Aber insgesamt zeige die Kurve in seiner ersten Zeit nach oben. Auch wenn es seit dem 7. Oktober nicht nur psychisch schwieriger sei, ein normales Leben zu führen. Viele bereits geplante Veranstaltungen wurden wieder eingefroren. Nun komme er aber wieder dazu, sie zu bearbeiten. Er plane etwa gerade Unterricht für Menschen, die arbeiten gehen, und erst ab 18 Uhr Zeit haben. Auch einen zusätzlichen Gottesdienst am Donnerstag. Für die nächsten Monate habe er sich deshalb vorgenommen, einfach weiterzumachen.
Generell gibt es wahrscheinlich einfachere Zeiten als diese, um die Aufgabe als Rabbiner anzutreten. Der Terror in Nahost hat auch seine Spuren in Augsburg hinterlassen: Mehrmals wurde etwa die Israel-Flagge vor dem Augsburger Rathaus heruntergerissen. Vor der Synagoge wurden für mehr Sicherheit Betonpoller aufgebaut. Wie wirkt sich das auf Goldshmids Arbeit und die Gemeinde aus? Goldshmid betont, es habe sich nicht soviel geändert. Man müsse immer vorsichtig sein. Aber Gottesdienste, Versammlungen und die Sonntagsschule würde es weiterhin geben.
Lisowski ergänzt, dass in der ersten Woche nach dem 7. Oktober (dem Tag des Terrorangriffs der Hamas auf Israel, Anm. d. Red.) alles aus Sicherheitsgründen geschlossen war. Aber er betont: „Hier in Augsburg ist es Gott sei Dank viel ruhiger als in anderen Städten.“ Der Rabbiner erzählt, er fühle sich hier wohl, weil die Gemeinde in Augsburg schon wie eine zweite Familie geworden sei – „sehr offen und warm“ – und er fühle sich sehr wohl in der Gemeinde, obwohl der Großteil seiner Verwandten in Israel lebe.

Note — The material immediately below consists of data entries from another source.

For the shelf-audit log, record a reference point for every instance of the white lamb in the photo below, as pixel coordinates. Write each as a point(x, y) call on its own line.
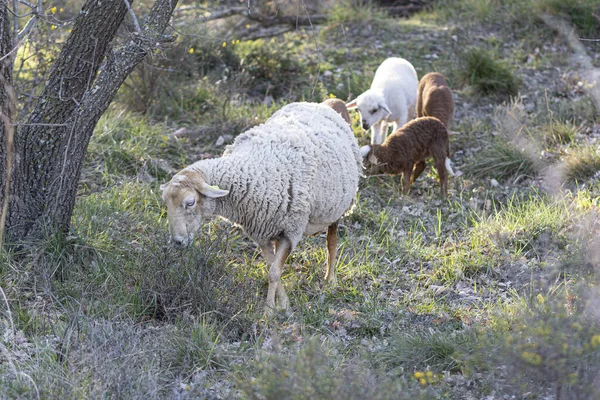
point(392, 98)
point(294, 175)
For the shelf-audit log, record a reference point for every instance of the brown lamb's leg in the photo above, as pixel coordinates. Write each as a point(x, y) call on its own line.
point(406, 175)
point(440, 166)
point(331, 253)
point(419, 168)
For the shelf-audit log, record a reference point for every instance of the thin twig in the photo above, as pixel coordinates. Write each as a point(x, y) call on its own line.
point(28, 4)
point(30, 24)
point(39, 124)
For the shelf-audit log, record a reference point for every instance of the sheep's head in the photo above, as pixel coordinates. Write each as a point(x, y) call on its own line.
point(189, 199)
point(372, 108)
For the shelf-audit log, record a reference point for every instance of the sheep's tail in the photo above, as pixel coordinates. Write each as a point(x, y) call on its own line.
point(449, 167)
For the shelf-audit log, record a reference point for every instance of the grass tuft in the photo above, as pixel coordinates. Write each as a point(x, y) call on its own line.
point(426, 350)
point(501, 160)
point(582, 163)
point(487, 75)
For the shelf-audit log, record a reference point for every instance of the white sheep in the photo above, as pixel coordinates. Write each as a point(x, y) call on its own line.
point(392, 98)
point(294, 175)
point(405, 151)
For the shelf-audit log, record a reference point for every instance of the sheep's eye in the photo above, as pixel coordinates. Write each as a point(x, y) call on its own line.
point(189, 203)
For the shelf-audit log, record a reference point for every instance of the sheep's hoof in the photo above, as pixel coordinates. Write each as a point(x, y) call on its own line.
point(283, 302)
point(331, 279)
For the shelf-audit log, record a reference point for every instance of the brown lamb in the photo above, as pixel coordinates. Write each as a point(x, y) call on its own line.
point(435, 98)
point(340, 107)
point(405, 152)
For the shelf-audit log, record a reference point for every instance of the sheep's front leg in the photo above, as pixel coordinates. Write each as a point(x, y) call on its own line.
point(331, 253)
point(284, 248)
point(375, 133)
point(418, 169)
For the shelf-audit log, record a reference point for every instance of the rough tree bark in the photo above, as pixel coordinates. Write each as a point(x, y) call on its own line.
point(50, 146)
point(6, 109)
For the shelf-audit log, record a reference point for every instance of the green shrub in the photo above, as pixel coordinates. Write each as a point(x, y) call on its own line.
point(274, 67)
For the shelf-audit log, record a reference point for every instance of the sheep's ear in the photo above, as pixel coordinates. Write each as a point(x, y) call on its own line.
point(212, 191)
point(365, 150)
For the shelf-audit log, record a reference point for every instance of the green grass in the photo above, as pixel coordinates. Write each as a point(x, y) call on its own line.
point(582, 163)
point(434, 299)
point(558, 133)
point(501, 160)
point(486, 74)
point(526, 226)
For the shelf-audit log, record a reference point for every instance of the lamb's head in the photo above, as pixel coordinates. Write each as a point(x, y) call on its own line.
point(370, 161)
point(189, 200)
point(372, 107)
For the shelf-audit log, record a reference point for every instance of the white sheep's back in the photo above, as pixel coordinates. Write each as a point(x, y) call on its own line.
point(396, 75)
point(314, 146)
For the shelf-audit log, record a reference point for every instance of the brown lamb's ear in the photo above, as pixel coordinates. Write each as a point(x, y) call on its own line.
point(352, 105)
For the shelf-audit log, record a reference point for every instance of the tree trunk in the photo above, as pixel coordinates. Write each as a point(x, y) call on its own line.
point(6, 109)
point(50, 147)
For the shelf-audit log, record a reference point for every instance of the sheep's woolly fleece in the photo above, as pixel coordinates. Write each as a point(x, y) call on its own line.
point(295, 174)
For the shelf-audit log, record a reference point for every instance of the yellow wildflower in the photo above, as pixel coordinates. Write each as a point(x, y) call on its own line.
point(541, 298)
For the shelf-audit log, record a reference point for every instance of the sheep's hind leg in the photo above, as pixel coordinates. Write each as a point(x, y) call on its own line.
point(331, 253)
point(268, 253)
point(284, 248)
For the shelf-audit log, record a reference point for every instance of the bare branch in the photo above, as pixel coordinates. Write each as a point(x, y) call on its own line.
point(28, 4)
point(30, 24)
point(133, 17)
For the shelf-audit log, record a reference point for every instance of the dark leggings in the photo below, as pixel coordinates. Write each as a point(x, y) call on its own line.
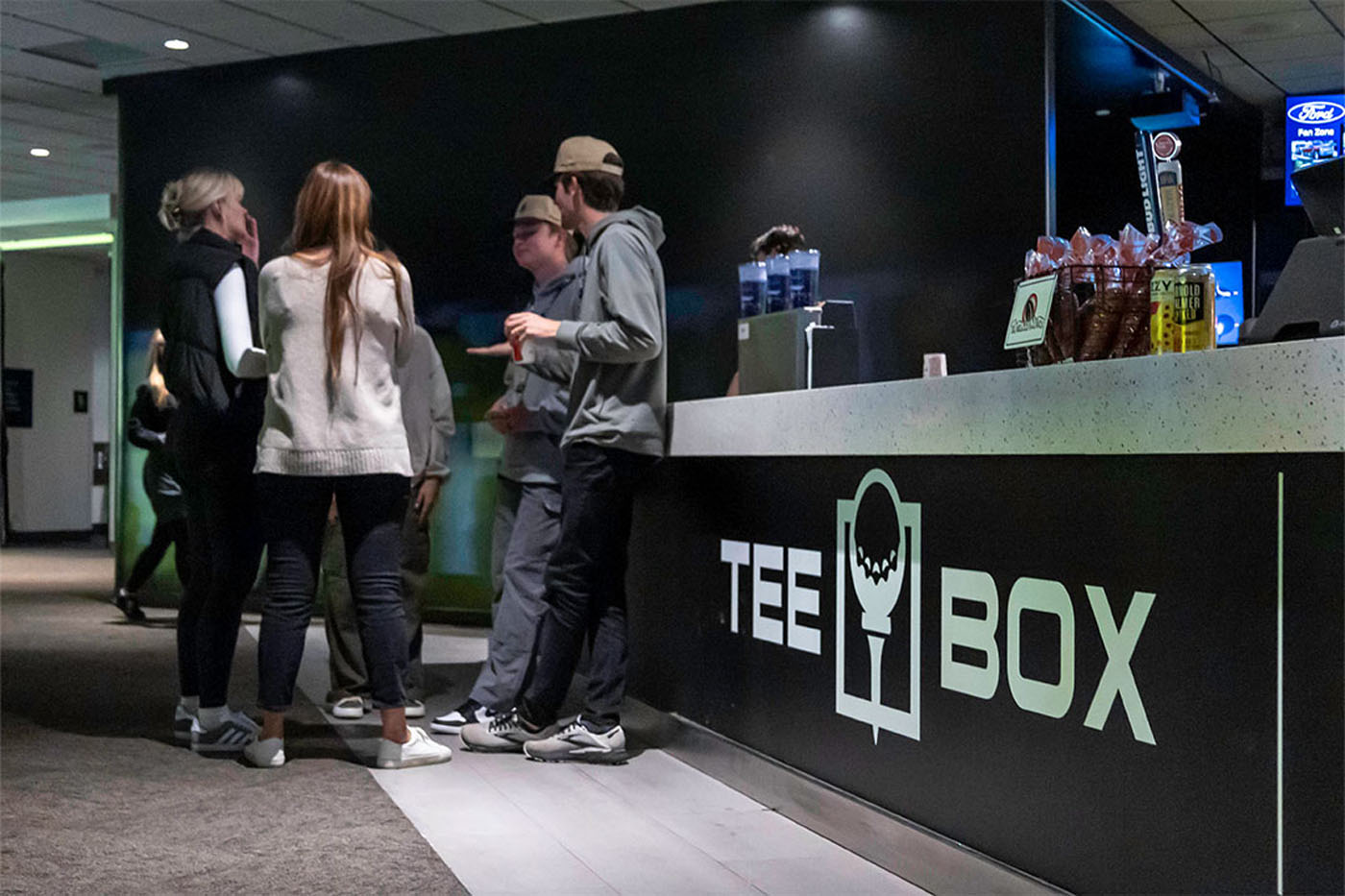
point(226, 550)
point(172, 532)
point(295, 513)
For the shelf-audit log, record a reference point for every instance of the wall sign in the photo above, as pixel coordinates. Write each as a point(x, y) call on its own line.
point(1045, 658)
point(1313, 128)
point(17, 399)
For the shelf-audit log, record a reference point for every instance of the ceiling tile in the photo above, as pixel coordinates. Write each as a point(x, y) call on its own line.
point(1333, 10)
point(57, 96)
point(22, 33)
point(23, 63)
point(1270, 26)
point(1310, 84)
point(1284, 49)
point(353, 22)
point(1328, 69)
point(1219, 10)
point(565, 10)
point(1181, 36)
point(457, 16)
point(132, 30)
point(1150, 13)
point(46, 116)
point(234, 24)
point(654, 6)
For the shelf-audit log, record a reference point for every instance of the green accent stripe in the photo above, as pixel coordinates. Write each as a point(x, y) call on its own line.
point(1280, 695)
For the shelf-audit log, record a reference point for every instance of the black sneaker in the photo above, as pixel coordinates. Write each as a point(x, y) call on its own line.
point(466, 714)
point(506, 734)
point(127, 603)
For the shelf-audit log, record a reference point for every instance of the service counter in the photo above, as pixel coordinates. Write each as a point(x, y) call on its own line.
point(1086, 620)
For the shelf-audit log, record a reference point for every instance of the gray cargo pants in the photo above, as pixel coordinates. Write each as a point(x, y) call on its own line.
point(349, 677)
point(527, 525)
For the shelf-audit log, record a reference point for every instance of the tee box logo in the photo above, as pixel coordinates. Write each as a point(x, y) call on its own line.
point(878, 563)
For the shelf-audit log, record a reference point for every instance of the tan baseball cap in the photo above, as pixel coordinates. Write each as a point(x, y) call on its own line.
point(538, 207)
point(588, 154)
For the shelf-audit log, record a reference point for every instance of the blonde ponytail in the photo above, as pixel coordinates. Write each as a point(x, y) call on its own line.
point(182, 206)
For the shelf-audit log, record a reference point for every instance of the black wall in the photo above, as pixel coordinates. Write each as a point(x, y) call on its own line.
point(904, 137)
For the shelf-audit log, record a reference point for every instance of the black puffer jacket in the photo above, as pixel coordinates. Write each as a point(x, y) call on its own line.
point(218, 415)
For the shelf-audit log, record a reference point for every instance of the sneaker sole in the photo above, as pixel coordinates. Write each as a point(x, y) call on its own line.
point(416, 763)
point(217, 748)
point(589, 759)
point(510, 748)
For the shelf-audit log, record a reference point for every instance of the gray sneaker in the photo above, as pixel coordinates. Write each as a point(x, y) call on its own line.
point(231, 736)
point(503, 734)
point(578, 744)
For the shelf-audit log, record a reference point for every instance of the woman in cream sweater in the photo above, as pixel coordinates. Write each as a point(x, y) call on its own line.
point(336, 322)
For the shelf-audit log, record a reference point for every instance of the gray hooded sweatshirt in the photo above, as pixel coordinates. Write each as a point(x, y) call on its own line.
point(531, 453)
point(619, 392)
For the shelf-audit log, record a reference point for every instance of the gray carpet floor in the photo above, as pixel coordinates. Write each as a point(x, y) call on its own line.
point(96, 798)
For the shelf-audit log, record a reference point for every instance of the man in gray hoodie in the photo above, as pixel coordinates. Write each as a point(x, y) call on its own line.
point(616, 433)
point(531, 415)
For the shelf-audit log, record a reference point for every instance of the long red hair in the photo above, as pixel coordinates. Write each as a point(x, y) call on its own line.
point(332, 213)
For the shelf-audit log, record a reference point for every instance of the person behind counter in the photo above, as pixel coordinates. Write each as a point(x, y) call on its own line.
point(615, 435)
point(214, 369)
point(779, 240)
point(531, 416)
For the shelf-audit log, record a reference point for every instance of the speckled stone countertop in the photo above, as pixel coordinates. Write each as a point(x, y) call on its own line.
point(1286, 397)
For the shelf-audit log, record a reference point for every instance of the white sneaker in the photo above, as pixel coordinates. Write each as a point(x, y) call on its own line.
point(577, 744)
point(349, 708)
point(421, 750)
point(265, 754)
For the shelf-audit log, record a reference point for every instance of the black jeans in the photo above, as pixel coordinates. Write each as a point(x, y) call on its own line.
point(585, 586)
point(225, 541)
point(172, 532)
point(295, 516)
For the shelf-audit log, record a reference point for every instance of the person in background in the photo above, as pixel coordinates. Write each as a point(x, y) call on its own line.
point(428, 416)
point(779, 240)
point(616, 433)
point(531, 416)
point(148, 428)
point(336, 325)
point(211, 365)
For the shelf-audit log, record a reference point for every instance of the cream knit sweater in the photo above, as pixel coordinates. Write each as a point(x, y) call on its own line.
point(316, 428)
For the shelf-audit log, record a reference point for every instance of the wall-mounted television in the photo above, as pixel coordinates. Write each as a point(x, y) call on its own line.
point(1313, 127)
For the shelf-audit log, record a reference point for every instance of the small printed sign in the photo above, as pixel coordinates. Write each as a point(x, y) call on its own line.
point(1031, 312)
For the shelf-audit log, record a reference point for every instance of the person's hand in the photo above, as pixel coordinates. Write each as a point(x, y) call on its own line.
point(426, 498)
point(251, 244)
point(526, 325)
point(498, 350)
point(504, 419)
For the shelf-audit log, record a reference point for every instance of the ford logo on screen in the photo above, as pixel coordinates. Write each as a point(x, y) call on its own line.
point(1317, 111)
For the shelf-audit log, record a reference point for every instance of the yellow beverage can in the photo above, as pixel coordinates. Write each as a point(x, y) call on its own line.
point(1193, 308)
point(1161, 329)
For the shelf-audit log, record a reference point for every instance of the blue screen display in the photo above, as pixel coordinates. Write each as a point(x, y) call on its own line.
point(1313, 128)
point(1228, 302)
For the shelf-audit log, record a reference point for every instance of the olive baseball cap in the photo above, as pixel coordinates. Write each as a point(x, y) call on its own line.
point(537, 207)
point(588, 154)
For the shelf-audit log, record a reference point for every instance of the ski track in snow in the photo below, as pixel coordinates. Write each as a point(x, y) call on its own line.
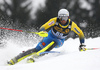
point(69, 58)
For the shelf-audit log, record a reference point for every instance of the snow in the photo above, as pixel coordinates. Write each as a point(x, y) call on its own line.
point(69, 58)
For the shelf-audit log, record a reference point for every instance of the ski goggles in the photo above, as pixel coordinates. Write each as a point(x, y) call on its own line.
point(63, 18)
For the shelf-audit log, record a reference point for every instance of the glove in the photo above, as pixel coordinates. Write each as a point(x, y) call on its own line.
point(82, 47)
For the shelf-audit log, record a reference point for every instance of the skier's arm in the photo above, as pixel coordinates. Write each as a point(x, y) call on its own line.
point(48, 24)
point(78, 31)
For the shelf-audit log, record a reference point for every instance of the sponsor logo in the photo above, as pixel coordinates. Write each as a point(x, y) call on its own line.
point(51, 23)
point(76, 30)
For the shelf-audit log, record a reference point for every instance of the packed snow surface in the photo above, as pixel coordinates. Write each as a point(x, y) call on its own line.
point(69, 58)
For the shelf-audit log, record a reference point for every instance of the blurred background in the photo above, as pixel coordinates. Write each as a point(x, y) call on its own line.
point(31, 14)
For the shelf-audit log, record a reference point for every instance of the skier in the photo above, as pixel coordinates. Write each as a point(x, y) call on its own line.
point(60, 28)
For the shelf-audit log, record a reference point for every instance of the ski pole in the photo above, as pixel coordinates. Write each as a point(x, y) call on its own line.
point(85, 49)
point(41, 33)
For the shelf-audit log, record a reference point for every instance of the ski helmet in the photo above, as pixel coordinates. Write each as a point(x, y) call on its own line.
point(63, 14)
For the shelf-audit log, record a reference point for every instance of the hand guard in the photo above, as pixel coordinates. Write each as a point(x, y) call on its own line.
point(82, 47)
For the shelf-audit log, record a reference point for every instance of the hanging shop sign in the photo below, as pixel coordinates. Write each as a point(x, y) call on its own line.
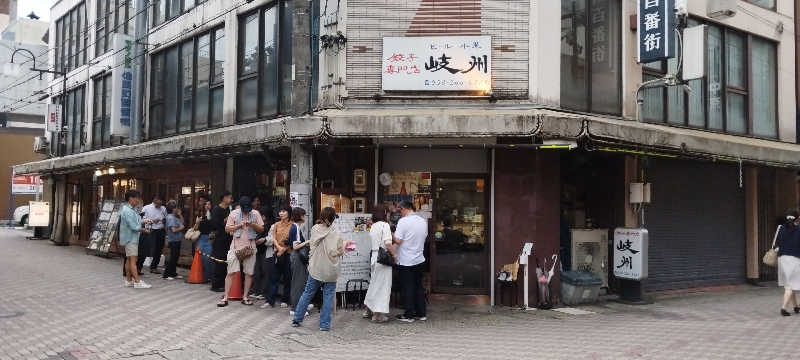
point(122, 85)
point(26, 184)
point(656, 30)
point(437, 63)
point(53, 118)
point(630, 253)
point(38, 213)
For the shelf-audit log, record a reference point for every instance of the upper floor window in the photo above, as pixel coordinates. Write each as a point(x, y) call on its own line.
point(74, 119)
point(164, 10)
point(186, 85)
point(265, 72)
point(113, 16)
point(769, 4)
point(591, 79)
point(71, 39)
point(738, 94)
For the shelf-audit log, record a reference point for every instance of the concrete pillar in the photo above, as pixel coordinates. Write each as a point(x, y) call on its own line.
point(301, 56)
point(544, 78)
point(301, 185)
point(751, 222)
point(631, 169)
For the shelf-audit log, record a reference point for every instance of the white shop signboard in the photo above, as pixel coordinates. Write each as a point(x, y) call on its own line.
point(437, 63)
point(630, 253)
point(355, 265)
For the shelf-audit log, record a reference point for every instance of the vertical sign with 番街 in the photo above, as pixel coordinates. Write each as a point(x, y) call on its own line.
point(655, 30)
point(122, 86)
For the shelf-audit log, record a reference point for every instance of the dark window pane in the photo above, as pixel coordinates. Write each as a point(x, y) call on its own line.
point(269, 72)
point(715, 111)
point(763, 80)
point(217, 96)
point(107, 110)
point(249, 41)
point(219, 56)
point(653, 107)
point(156, 120)
point(203, 77)
point(171, 91)
point(248, 98)
point(606, 79)
point(573, 55)
point(285, 55)
point(737, 113)
point(736, 59)
point(187, 85)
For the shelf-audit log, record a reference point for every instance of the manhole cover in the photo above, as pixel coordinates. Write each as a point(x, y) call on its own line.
point(6, 315)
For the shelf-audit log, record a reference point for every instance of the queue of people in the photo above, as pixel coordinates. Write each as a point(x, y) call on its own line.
point(276, 255)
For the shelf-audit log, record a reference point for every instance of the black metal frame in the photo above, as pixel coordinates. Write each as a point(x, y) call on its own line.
point(726, 89)
point(213, 86)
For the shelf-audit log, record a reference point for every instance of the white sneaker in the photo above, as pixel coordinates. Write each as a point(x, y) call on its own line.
point(142, 285)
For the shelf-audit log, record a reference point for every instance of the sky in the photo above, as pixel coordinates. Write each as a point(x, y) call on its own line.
point(40, 7)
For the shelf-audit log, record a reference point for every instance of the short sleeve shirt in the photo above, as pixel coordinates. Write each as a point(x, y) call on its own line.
point(242, 237)
point(412, 230)
point(173, 236)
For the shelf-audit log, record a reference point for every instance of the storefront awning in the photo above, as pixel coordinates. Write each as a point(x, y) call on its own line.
point(209, 141)
point(546, 123)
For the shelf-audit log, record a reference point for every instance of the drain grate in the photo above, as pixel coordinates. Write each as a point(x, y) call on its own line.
point(13, 314)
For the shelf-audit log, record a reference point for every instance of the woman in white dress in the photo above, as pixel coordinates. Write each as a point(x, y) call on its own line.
point(380, 284)
point(788, 242)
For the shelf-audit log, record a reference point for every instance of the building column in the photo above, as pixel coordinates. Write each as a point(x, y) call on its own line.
point(631, 176)
point(751, 222)
point(301, 186)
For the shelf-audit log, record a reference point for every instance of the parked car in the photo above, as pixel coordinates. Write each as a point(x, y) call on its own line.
point(21, 215)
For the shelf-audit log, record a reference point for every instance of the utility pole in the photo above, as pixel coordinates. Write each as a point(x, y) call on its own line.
point(138, 69)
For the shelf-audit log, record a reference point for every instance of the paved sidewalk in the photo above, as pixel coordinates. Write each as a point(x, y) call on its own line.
point(59, 303)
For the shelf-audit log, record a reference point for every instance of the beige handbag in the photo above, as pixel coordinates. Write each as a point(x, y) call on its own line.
point(771, 257)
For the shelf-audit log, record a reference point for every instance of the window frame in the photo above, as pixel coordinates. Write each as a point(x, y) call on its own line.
point(70, 50)
point(154, 102)
point(725, 90)
point(259, 74)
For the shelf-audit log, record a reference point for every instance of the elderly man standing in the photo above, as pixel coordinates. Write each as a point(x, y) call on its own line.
point(245, 224)
point(129, 228)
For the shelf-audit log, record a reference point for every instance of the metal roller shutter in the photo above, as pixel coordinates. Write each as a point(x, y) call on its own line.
point(696, 224)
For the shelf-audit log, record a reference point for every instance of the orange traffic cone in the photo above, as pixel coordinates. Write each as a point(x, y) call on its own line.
point(196, 272)
point(236, 287)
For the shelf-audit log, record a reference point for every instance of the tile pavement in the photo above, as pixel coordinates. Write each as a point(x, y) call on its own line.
point(59, 303)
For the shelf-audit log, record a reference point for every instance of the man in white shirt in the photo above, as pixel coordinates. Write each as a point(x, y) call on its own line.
point(412, 230)
point(156, 213)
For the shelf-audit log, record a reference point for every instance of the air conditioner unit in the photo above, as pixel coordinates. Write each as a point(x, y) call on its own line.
point(721, 9)
point(590, 252)
point(40, 145)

Friedensflaggen auf dem Augsburger Rathausplatz: Besser als Nationalflaggen
Zur aktuellen Lösung der Stadt, zwei Friedensflaggen und einer „Wir-alle-sind-Augsburg“-Flagge, sagt Goldshmid, es sei die beste Lösung von allen. Denn würden dort wieder nationale Flaggen hängen, würde es immer jemand als Provokation sehen und sich beleidigt fühlen. Mit der aktuellen Lösung seien alle eingeschlossen.
Einen Wunsch hat er für die Augsburger: Frieden. „Weil momentan alles so instabil ist, ist Frieden der größte Schatz.“ Auch wenn Menschen aus andern Ländern kommen, andere Sprachen sprechen, sollte das kein Hindernis sein für ein friedliches Zusammenleben in Augsburg.